This page summarises the secondary causes of open-angle glaucoma. These conditions involve clogging of the trabecular meshwork where the angle is still open. This blocks aqueous outflow and leads to increased IOP, which subsequently leads to glaucoma.
Posner-schlossman Syndrome
Recurrent unilateral episodes of acute IOP elevation
Pathology
- Idiopathic episodic disease
- Associations: CMV + H.pylori + HLA BW5
Diagnostics
Presentation
- 20yr male + Unilateral + blurred vision + recurrent attacks + white eye
Investigations
- IOP (40-80mmhg) + open angle + no synechiae
Management
- Topical steroids
- IOP lowering(high → IV acetazolamide, medium/low → topical timolol)
Pseudoexfoliation Syndrome
Grey white fibrillar deposits block the anterior chamber angle leading to secondary open-angle glaucoma
Pathology
- Linked to a mutation in the LOXL1 (an enzyme that contributes to elastin formation) in Chr 15q24.1
- Associations: hearing loss + Alzheimers + high homocysteine + low folate intake
Diagnostics
Presentation
- Scandinavian female of 50 years
Investigations
- Elevated IOP + Glaucomatous vision changes + anterior lens capsule white deposits + sampaolesi line
Management
- As for POAG
Pigment Dispersion Syndrome
An inherited autosomal dominant condition characterised by clogging of the trabecular meshwork by iris pigment.
Pathology
- Pigment dispersion syndrome = shedding of iris pigment throughout the anterior chamber
- Pigment dispersion glaucoma = iris pigment clogs trabecular meshwork and leads to open-angle glaucomatous vision changes
Diagnostics
Presentation
- Blurred vision on exertion
Investigation
- Elevated IOP + Glaucomatous damage + TM pigmentation + Krukenberg spindles + Mid peripheral spoke like pigmentation
Management
- Conservative: avoid exertion
- Medical: Topical prostaglandins or pilocarpine before exercise
- Surgical: Trabeculoplasty or trabeculectomy
Phacolytic Glaucoma
Debris from hypermature cataracts can break off and clog the trabecular meshwork.

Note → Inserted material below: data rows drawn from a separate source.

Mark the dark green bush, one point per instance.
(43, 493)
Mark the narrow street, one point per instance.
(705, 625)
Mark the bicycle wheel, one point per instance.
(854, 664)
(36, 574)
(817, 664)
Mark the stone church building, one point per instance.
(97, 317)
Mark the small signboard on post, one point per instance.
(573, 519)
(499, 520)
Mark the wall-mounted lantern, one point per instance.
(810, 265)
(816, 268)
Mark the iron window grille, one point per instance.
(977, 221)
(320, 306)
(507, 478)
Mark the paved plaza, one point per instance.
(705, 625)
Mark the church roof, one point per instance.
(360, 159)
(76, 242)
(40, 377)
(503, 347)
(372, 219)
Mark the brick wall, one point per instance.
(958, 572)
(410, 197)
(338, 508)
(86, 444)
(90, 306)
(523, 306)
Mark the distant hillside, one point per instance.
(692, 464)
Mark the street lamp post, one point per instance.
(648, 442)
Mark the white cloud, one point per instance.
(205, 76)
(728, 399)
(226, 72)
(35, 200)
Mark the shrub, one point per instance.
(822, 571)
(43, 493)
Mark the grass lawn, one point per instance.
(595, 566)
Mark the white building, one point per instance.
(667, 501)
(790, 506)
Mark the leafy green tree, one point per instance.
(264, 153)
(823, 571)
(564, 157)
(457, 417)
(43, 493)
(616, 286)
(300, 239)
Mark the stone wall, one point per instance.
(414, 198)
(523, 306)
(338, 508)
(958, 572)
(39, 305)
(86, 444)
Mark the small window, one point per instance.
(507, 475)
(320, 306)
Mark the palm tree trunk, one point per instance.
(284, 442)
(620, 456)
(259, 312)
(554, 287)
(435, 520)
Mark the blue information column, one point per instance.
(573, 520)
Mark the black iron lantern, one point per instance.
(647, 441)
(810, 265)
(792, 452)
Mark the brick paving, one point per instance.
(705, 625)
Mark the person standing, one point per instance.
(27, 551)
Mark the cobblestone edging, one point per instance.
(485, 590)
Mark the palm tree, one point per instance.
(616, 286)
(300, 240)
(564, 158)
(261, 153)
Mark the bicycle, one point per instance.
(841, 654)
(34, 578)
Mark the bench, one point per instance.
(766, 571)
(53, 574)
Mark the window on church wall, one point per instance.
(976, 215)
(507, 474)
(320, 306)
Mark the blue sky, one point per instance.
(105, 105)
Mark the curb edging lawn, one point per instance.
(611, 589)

This can lead to secondary open-angle glaucoma
Diagnostics
Presentation
- Painful red eye
- Pseudohypopyon
Investigations
- AC tap → lens proteins and foamy macrophages
- Slit-lamp → Anterior chamber flare + hypermature cataract
Management
- Medical → topical IOP lowering medications following the same protocol as POAG
- Definitive → cataract extraction
Angle Recession Glaucoma
Ciliary body damage caused by blunt trauma can lead to chronic open-angle glaucoma. This is called angle recession glaucoma.
Pathology
- Blunt ocular trauma can rupture the ciliary body between the root of the iris and the scleral spur.
- Glaucoma is caused by damage to the trabecular meshwork and only develops in around 10% of patients over 10 years.
Diagnostics
Presentation
- History of ocular trauma
Investigations
- Gonioscopy shows irregular widening of the ciliary body
Red Cell and Ghost Cell Glaucoma
Cells can get trapped within the trabecular meshwork and lead to aqueous outflow obstruction, raised IOP and open-angle glaucoma.
Red cell |
Ghost cell |
---|---|
Fresh red cells blocking the TM |
Degenerated old red cells blocking the TM |
Typically occurs acutely after hyphema and blunt trauma |
Typically occurs a few weeks after vitreous haemorrhage |
Characteristic tan coloured degenerating red cells can be seen in the anterior chamber in patients with ghost cell glaucoma.
Sturge-weber Syndrome
A congenital neurocutaneous disorder which leads to glaucoma
Pathology
- Anterior chamber malformation → glaucoma within first year of life
- Increased episcleral venous pressure → glaucoma later in life
Causes of raised episcleral venous pressure can also lead to raised IOP.
Diagnostics
Presentation
- Port Wine stain + seizures + + choroidal hemangiomas
- Glaucomatous eye is ipsilateral to the stain
Port Wine stains are non-blanching pink/purple patches that do not cross the midline.
Management
- Early-onset → Goniotomy or trabeculectomy or combined trabeculectomy-trabeculectomy.
- Late-onset → Medical therapy first, then trabeculectomy if medical therapy fails.